## Загружаем методы для поиска аномалий из anomalies.py, методы для слгаживания из smoothing.py, метода для оценки алгоритма из metrics.py, класс для препроцесса данных из  models.py и методы для доставания отрезков сливов и заправок drain_fuel.py

In [1]:
from models import PreprocessModels
from smoothing import exponential_smoothing, double_exponential_smoothing
from anomalies import segments, detect_anomalies, upper_anomalies, lower_anomalies
from metrics import segment_accuracy
from drain_fuel import segments_drain_fuel, detect_segment

## Методы для визуализации

In [2]:
import pandas as pd
import matplotlib.pyplot as plt
import seaborn as sns
import datetime
sns.set()
from dateutil.parser import parse
import numpy as np
from plotly.offline import download_plotlyjs, init_notebook_mode, plot, iplot
import plotly
import plotly.graph_objs as go

init_notebook_mode(connected=True)

## Методы для загрузки данных

In [3]:
import os
import re
from datetime import datetime, timedelta
import numpy as np
from math import ceil, floor
import umap
from sklearn.preprocessing import StandardScaler, MinMaxScaler
from sklearn.linear_model import LinearRegression

## Остальные методы

In [4]:
import warnings                                  # `do not disturbe` mode
warnings.filterwarnings('ignore')

import numpy as np                               # vectors and matrices
import pandas as pd                              # tables and data manipulations
import matplotlib.pyplot as plt                  # plots
import seaborn as sns                            # more plots

from dateutil.relativedelta import relativedelta # working with dates with style
from scipy.optimize import minimize              # for function minimization

import statsmodels.formula.api as smf            # statistics and econometrics
import statsmodels.tsa.api as smt
import statsmodels.api as sm
import scipy.stats as scs

from itertools import product                    # some useful functions
from tqdm import tqdm_notebook



%matplotlib inline

## Разные метрики для поиска аномалий

In [5]:
from sklearn.metrics import r2_score, median_absolute_error, mean_absolute_error
from sklearn.metrics import median_absolute_error, mean_squared_error, mean_squared_log_error

def mean_absolute_percentage_error(y_true, y_pred): 
    return np.mean(np.abs((y_true - y_pred) / y_true)) * 100

## Load data

In [18]:
root_path = ""
data_dir = os.path.join(root_path, "unpacked")

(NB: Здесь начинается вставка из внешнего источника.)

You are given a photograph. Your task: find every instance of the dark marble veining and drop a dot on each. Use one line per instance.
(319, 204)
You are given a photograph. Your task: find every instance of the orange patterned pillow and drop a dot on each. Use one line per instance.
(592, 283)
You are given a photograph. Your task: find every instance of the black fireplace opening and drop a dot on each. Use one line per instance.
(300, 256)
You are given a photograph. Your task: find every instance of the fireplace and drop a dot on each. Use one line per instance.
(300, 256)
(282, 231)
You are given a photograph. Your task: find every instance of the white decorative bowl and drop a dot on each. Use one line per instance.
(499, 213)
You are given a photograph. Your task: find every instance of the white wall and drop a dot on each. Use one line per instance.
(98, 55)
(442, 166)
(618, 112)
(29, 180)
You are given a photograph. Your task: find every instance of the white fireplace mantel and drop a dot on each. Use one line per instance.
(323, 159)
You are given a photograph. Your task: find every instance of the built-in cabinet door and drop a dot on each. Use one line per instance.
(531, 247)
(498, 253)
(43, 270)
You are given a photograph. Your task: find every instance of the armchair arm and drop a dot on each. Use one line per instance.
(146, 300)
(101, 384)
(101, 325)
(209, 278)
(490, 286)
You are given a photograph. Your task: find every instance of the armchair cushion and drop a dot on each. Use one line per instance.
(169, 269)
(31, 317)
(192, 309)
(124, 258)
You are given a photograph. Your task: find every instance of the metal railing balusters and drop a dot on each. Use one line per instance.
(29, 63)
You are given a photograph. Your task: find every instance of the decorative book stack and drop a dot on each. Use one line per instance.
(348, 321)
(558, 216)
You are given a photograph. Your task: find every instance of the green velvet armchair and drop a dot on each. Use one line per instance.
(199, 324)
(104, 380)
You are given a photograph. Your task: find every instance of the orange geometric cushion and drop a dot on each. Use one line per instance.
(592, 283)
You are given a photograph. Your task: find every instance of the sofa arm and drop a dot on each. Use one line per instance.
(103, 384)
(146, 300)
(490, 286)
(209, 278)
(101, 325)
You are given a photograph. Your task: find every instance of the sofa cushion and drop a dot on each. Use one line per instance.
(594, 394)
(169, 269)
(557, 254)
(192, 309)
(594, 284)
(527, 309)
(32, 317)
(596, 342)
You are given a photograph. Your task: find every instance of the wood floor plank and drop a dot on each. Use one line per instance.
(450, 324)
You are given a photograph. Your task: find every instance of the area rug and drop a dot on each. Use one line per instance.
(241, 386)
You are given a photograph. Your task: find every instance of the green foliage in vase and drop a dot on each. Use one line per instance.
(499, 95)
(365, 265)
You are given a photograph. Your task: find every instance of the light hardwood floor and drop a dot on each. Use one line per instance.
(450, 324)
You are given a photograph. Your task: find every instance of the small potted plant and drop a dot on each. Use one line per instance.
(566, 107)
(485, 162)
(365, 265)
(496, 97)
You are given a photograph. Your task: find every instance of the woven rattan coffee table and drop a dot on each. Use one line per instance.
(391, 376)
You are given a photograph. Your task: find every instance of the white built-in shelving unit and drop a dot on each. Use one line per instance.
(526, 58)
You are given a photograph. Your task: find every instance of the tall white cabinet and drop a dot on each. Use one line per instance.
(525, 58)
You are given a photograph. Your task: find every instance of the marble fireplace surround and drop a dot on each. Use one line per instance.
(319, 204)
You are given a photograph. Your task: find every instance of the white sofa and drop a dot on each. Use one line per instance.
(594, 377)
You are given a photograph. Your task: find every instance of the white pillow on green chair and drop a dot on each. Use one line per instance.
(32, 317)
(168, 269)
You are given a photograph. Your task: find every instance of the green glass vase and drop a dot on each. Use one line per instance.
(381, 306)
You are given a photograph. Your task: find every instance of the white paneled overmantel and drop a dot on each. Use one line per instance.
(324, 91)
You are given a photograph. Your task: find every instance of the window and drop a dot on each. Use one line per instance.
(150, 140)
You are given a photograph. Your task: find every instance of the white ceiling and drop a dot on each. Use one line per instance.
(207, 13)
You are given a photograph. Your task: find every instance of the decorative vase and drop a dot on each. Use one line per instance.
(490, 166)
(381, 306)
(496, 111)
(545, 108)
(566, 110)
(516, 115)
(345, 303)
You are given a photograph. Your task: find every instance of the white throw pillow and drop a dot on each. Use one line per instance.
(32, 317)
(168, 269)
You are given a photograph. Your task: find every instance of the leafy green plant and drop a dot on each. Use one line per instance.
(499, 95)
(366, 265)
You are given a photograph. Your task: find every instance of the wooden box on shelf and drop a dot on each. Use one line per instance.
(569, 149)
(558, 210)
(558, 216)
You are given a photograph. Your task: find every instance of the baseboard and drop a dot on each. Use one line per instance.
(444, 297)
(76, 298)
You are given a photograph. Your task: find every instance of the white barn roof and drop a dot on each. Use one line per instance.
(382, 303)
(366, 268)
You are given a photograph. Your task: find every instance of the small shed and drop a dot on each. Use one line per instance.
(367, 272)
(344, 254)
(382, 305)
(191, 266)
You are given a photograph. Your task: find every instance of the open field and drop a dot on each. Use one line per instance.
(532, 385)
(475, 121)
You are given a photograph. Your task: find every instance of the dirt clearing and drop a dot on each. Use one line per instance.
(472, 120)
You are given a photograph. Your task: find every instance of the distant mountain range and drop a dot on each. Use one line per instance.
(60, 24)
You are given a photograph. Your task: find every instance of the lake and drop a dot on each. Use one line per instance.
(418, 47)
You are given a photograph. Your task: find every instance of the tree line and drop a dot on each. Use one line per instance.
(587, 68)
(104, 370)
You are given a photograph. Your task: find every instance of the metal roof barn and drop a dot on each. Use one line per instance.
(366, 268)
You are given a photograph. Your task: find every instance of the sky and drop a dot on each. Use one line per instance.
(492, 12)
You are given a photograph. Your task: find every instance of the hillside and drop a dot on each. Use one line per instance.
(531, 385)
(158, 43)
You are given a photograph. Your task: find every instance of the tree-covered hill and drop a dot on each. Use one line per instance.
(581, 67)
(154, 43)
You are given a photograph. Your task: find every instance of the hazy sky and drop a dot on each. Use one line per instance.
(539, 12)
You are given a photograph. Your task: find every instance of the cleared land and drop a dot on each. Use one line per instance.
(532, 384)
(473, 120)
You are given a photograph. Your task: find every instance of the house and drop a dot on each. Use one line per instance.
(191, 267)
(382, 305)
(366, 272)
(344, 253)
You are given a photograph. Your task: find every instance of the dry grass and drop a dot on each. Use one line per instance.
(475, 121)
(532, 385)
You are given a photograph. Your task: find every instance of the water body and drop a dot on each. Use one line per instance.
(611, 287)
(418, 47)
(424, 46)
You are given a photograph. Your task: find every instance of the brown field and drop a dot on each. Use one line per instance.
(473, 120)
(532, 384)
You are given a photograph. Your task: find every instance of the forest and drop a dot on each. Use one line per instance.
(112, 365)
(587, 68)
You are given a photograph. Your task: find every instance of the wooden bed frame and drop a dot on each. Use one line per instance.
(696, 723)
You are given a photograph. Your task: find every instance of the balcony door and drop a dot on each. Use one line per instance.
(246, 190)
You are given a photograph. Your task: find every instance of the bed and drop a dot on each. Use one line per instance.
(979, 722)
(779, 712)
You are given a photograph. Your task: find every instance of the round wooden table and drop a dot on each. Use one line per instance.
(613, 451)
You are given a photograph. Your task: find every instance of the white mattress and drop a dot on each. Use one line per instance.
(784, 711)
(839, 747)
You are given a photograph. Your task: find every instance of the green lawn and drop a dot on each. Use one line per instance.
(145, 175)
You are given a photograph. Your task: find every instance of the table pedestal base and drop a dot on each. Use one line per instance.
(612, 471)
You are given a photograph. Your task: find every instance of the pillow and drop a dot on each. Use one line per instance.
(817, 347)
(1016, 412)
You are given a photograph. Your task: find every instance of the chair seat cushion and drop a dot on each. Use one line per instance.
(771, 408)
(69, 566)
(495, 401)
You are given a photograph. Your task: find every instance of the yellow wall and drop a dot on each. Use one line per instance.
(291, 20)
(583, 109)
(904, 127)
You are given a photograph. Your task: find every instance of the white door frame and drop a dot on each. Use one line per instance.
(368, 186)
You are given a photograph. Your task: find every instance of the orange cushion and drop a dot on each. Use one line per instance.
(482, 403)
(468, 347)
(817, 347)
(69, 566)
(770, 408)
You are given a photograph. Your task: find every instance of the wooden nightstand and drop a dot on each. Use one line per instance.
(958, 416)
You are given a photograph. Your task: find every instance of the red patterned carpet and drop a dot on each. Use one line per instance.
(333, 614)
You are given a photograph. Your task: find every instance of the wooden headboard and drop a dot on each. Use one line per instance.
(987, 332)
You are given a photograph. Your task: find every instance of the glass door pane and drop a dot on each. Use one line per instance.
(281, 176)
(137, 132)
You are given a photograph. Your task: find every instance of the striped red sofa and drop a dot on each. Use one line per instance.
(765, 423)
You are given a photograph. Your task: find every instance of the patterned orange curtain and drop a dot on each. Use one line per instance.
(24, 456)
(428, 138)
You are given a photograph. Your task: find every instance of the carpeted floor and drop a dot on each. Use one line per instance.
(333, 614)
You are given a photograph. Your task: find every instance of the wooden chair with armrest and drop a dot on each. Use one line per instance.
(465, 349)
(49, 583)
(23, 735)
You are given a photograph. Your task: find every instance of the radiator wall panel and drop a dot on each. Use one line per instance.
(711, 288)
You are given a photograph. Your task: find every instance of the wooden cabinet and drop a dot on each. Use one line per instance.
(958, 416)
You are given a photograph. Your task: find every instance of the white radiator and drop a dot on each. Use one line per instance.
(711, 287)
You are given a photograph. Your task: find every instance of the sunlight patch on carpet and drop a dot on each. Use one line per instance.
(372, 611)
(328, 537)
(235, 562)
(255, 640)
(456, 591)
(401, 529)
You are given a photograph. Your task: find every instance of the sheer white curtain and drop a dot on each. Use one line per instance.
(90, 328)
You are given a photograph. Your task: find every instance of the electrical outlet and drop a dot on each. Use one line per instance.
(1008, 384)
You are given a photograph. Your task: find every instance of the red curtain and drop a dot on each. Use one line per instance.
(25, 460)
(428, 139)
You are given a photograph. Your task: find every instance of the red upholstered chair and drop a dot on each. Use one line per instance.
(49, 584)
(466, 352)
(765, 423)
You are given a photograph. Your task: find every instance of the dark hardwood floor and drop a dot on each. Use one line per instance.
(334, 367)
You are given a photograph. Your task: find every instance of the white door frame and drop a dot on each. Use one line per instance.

data_files = os.listdir(data_dir)  # target files
data_files = [x for x in data_files if x != 'readme.txt']  # remove readme


def file_to_df(file):
    """Open file and create pandas data frame"""
    full_path = os.path.join(data_dir, file)
    return pd.read_csv(full_path, sep=';')

## Get vehicle IDs

In [52]:
regex_pattern = r"vehicle(\d*)"  # ID is integer number comes right after vehicle word
compiled_pattern = re.compile(regex_pattern)
ids = compiled_pattern.findall(''.join(data_files))  # apply pattern to all file names
ids = set(ids)  # get a set of unique numbers
print(ids)

{'28', '1', '3', '5', '19'}


## Load info about a single vehicle

In [53]:
def open_file_id(v_id, key_lexem):
    """Key lexem determines file, for example, 'fuelLevel'"""
    regex_pattern = re.compile(f"(vehicle{v_id}_{key_lexem}" + r"_(\w|\d|_)*\.csv)")  # pattern to find appropriate name
    pattern_match = regex_pattern.search('|'.join(data_files))  # search on a whole file set
    needed_file = pattern_match.group(1)  # the file is found, now we can open it
    return file_to_df(needed_file)
    
possible_lexems = ['fuelLevel', 'ingection', 'refueling2', 'speedAndHeight', 'tachometer']

In [54]:
def load_all_files_id(v_id):
    """Generates a dictionary of all files describing a single vehicle"""
    return {lex: open_file_id(v_id, lex) for lex in possible_lexems}

# Task 1 Find refuelings with 5% accuracy

## Загрузга и препроцесс данных

In [76]:
raw_data_base = {v_id: load_all_files_id(v_id) for v_id in ids} 

In [77]:
prep_models = []
for i in ids:
    prep_models.append(PreprocessModels(raw_data_base[i]['fuelLevel'],raw_data_base[i]['ingection'],raw_data_base[i]['refueling2'],raw_data_base[i]['speedAndHeight'],raw_data_base[i]['tachometer']))

In [78]:
list(map(lambda x: x.preprocess_all_df(), prep_models))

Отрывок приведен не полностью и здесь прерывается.